Otra letra, seguramente emparentada con la anterior y localizable en Castilla la Mancha, se titula "Los toritos de Calera" y empieza así:
Dicen que vienen, que vienen / los toritos de Calera / Dicen que vienen, que vienen / y a la plaza nunca llegan…
A partir de las distintas versiones conocidas de este cante, incluida la que cantaba en su familia su hermana Esperanza, Patxi Mendiburu ha reconstruido la que el piensa que debe ser la versión completa de “los toritos de Calera” y que también podemos escuchar en youtube, en montaje propio y con su propia voz.

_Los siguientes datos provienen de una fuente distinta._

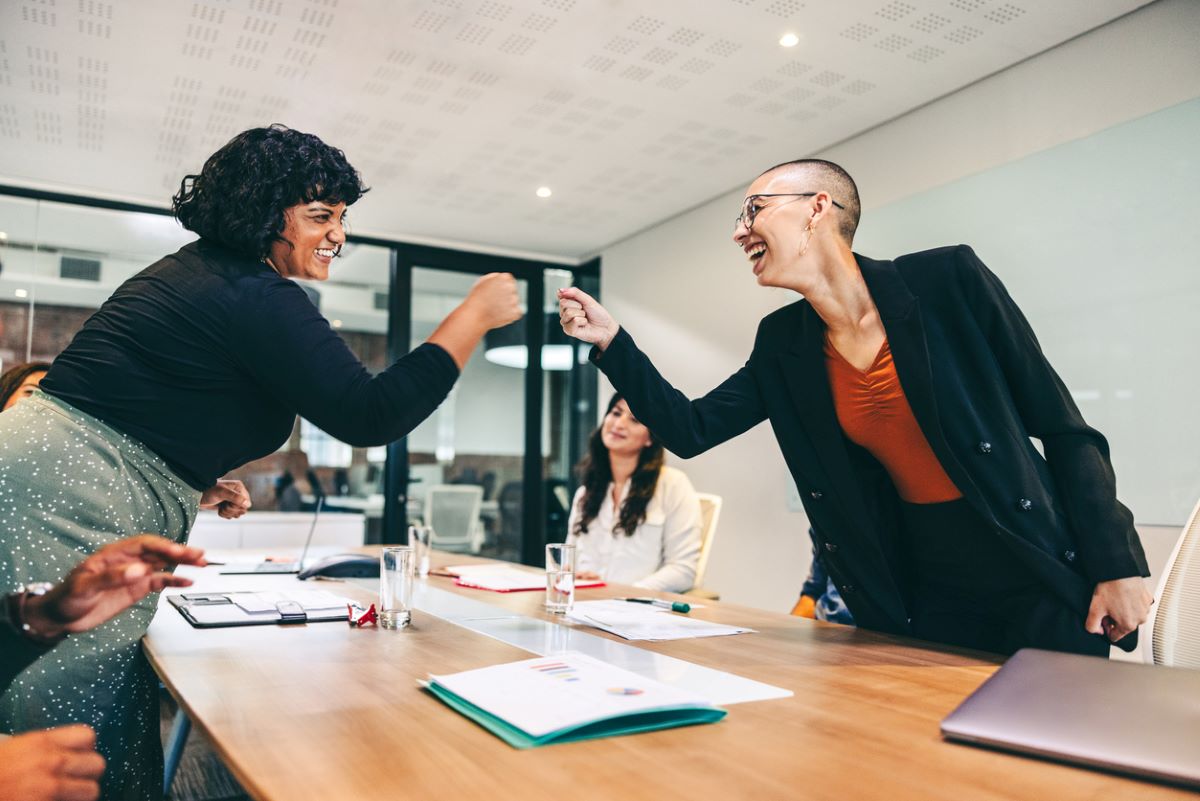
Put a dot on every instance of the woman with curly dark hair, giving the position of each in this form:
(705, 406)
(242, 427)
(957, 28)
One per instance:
(193, 367)
(634, 521)
(19, 381)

Tiene mucho interés oírlo (y tambén verlo pues las imágenes del montaje de Patxi son también muy interesantes).
Y esta es la letra
Ya está el torito en la plaza
Dicen que vienen, que vienen
los toritos de Calera;
[dicen que vienen, que vienen,
y a la plaza nunca llegan.] (bis)
Subió la cuesta corriendo
por bailar y no bailó,
perdió la cinta del pelo,
mira que jornal ganó.
Por las montañas de San Andrés
la vi llorosa, la consolé.
Ya está el torito en la plaza
y el torero en la barrera,
[y la dama en el balcón
pidiendo que el toro muera.] (bis)
Subió la cuesta corriendo
por bailar y no bailó,
perdió la cinta del pelo,
mira que jornal ganó.
Por las montañas de San Andrés
la vi llorosa, la consolé.
Ya ha muerto el toro en la plaza
y el torero sale de ella,
[y la dama en el balcón
ya está tranquila y serena.] (bis)
Ya está el torito en la plaza
y el torero en la barrera,
[y la dama en el balcón
pidiendo que el toro muera.] (bis)
Subió la cuesta corriendo
por bailar y no bailó,
perdió la cinta del pelo,
mira que jornal ganó.
Por las montañas de San Andrés
la vi llorosa, la consolé.
Y esta la letra que cantó Talavante
Ya está el torito en la plaza
y el torero en la barrera,
Lo cita el banderillero
mientras el Maestro lo espera
Vaya estampa de torero
con su capote de seda.
y ese toro de Zalduendo,
como al caballo lo lleva.
Están naciendo los olés
en las gargantas morenas
Mi Talavante en el ruedo
vaya estampa más torera
De ahí, del folclore popular, salta esa letra de los toritos de Calera al flamenco, lo que es habitual.
Y del flamenco pasa a la plaza, por mor de Talavante, lo que no es nada habitual.